Three. Lower-back injuries. Spondylolysis (stress fracture of the pars interarticularis in the lumbar spine) is documented at rates several times higher in gymnasts than in the general adolescent population. Mechanism is repetitive hyperextension under load (back walkovers, vault landings, beam dismounts). Persistent low-back pain in a gymnast warrants imaging by a pediatric sports-medicine specialist.

Four. Ankle and knee injuries. Vault landings and floor tumbling produce ankle sprains, Achilles strains, and (less frequently) anterior cruciate ligament (ACL) injuries. Floor padding, vault training progression, and landing technique work reduce incidence.

Five. Catastrophic apparatus injuries. Rare but documented. Falls from uneven bars, balance beam, or high bar that produce cervical-spine injury or severe head injury. The published incidence is low; spotter training, mat coverage, and progression-based skill introduction are the prevention layers. USA Gymnastics has age-appropriate-skill guidelines.

Six. Eating disorders and disordered eating. Gymnastics has documented elevated rates of eating disorders, particularly among adolescent girls in competitive programs. RED-S (Relative Energy Deficiency in Sport) is the framework that captures the energy-availability problem more comprehensively than older frameworks.
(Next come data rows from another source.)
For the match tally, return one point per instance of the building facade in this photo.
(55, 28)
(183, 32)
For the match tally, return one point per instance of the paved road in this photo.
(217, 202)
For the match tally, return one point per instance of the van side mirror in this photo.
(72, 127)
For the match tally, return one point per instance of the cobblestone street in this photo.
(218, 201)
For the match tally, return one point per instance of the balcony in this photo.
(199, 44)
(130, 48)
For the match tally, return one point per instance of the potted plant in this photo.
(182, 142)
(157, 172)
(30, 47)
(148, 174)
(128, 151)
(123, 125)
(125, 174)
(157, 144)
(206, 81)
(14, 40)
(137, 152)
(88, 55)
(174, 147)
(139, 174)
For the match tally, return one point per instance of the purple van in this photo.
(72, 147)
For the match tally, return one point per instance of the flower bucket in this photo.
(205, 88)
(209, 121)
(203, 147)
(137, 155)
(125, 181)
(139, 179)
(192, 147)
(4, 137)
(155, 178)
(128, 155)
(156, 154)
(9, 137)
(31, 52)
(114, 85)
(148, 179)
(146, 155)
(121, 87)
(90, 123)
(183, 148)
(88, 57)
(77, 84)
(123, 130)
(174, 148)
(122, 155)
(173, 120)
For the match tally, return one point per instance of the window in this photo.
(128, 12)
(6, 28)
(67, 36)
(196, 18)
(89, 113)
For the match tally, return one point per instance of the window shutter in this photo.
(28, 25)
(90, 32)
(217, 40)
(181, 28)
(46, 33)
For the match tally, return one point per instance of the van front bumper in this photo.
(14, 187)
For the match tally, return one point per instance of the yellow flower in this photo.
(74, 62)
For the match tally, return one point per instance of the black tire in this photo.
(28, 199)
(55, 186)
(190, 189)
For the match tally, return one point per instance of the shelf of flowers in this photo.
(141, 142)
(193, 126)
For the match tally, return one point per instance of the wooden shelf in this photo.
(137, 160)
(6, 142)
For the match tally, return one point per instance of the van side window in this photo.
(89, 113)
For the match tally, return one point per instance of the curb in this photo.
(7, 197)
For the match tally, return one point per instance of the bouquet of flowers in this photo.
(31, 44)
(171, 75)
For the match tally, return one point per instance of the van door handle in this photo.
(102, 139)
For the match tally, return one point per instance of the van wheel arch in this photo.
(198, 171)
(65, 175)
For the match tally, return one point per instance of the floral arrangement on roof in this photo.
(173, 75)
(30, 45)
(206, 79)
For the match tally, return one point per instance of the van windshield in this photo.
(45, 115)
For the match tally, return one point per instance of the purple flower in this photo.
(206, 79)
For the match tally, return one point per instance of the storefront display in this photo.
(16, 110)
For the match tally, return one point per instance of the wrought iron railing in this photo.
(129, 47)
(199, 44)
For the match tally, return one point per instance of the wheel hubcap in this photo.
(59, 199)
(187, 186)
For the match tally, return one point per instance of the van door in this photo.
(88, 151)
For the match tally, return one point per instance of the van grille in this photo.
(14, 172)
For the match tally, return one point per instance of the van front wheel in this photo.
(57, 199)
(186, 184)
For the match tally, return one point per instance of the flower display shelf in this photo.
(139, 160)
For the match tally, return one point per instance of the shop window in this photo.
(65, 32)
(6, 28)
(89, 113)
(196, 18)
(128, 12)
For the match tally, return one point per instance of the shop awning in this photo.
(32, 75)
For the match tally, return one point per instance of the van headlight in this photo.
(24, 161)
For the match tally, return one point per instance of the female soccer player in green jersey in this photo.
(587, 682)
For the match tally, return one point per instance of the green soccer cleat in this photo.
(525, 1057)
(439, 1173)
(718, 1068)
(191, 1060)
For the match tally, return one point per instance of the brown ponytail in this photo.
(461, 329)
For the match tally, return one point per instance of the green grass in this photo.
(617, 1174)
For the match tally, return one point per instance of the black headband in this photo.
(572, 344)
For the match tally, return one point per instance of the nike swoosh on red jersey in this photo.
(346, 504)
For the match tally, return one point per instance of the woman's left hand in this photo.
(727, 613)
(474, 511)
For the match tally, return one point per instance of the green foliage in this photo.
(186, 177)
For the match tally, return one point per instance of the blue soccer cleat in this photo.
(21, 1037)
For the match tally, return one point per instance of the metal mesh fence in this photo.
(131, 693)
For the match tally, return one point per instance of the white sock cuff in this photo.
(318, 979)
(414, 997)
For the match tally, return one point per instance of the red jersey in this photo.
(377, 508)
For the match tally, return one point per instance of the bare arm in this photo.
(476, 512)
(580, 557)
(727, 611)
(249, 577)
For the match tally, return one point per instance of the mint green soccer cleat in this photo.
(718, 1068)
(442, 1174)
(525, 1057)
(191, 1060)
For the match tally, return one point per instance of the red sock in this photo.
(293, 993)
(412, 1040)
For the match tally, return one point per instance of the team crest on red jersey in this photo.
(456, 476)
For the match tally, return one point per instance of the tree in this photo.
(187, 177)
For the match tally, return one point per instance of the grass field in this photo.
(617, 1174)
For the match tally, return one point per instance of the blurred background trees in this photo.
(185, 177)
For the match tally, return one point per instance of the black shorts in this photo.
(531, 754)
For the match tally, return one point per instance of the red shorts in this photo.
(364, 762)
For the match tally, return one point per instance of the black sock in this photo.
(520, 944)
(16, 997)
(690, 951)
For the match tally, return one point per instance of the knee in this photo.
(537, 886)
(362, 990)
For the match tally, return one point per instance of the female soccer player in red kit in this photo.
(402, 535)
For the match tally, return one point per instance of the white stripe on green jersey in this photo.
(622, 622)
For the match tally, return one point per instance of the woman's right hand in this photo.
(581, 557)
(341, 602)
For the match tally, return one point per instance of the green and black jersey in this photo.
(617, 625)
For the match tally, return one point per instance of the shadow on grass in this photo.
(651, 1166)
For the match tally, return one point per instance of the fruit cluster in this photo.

The cultural risk factor. Programs that emphasize body composition, weigh kids regularly, or have coaches who comment on body shape produce higher rates of eating disorders. Programs that focus on skill execution and overall health produce lower rates.

The cultural context.

USA Gymnastics restructured substantially after the Larry Nassar case and related abuse investigations. SafeSport is now the federally-authorized investigator for the sport. The Minor Athlete Abuse Prevention Policies apply to all USA Gymnastics-affiliated coaches and staff.

For parents evaluating a gym:

Ask about SafeSport training compliance. Annual refresh is the bar.

Ask about background checks. Fingerprint preferred over name-only.

Ask about adult-minor presence rules. No closed-door 1-on-1 with minor, no after-hours unsupervised access.

Observe the gym culture. Is body-shape commentary part of the coaching language? Is the coach-athlete dynamic respectful?

The published research on gymnastics culture and athlete welfare has shifted considerably. Programs that have done the cultural work look different from programs that have not.

The catastrophic risks, in proportion.

Sudden cardiac arrest is rare. automated external defibrillator (AED) on-site, cardiopulmonary resuscitation (CPR)-trained staff. The 90-second AED standard.

Cervical-spine injuries from apparatus falls. Rare. Spotter discipline, mat coverage, age-appropriate skill progression.

Eating disorders with serious physical sequelae. Real and documented. Programs that monitor athlete welfare beyond skill performance reduce incidence.

What parents should ask before signing up.

“What is your skill-progression policy, and how do you decide a kid is ready for a new skill?”

“What is your training-volume target by age, and how does it compare to AAP recommendations?”

“What is your approach to body composition, weigh-ins, and body-shape conversation?”

“What is your SafeSport training and background-check policy?”

“What is the rule for one adult alone with a single athlete?”

A program with answers is one that has done the work. A program that gets defensive on the cultural questions is one to question harder.

The honest read. Gymnastics produces both elite athletes and a documented injury and culture-risk profile that other sports do not match. The kids who flourish are usually in programs with strong technical coaching, AAP-aligned volume management, transparent culture practices, and SafeSport-compliant adult-minor norms. The kids who do not are often in programs where high training volumes, body-focused culture, and lax SafeSport standards combine.

The good programs exist. The work for parents is identifying which is which.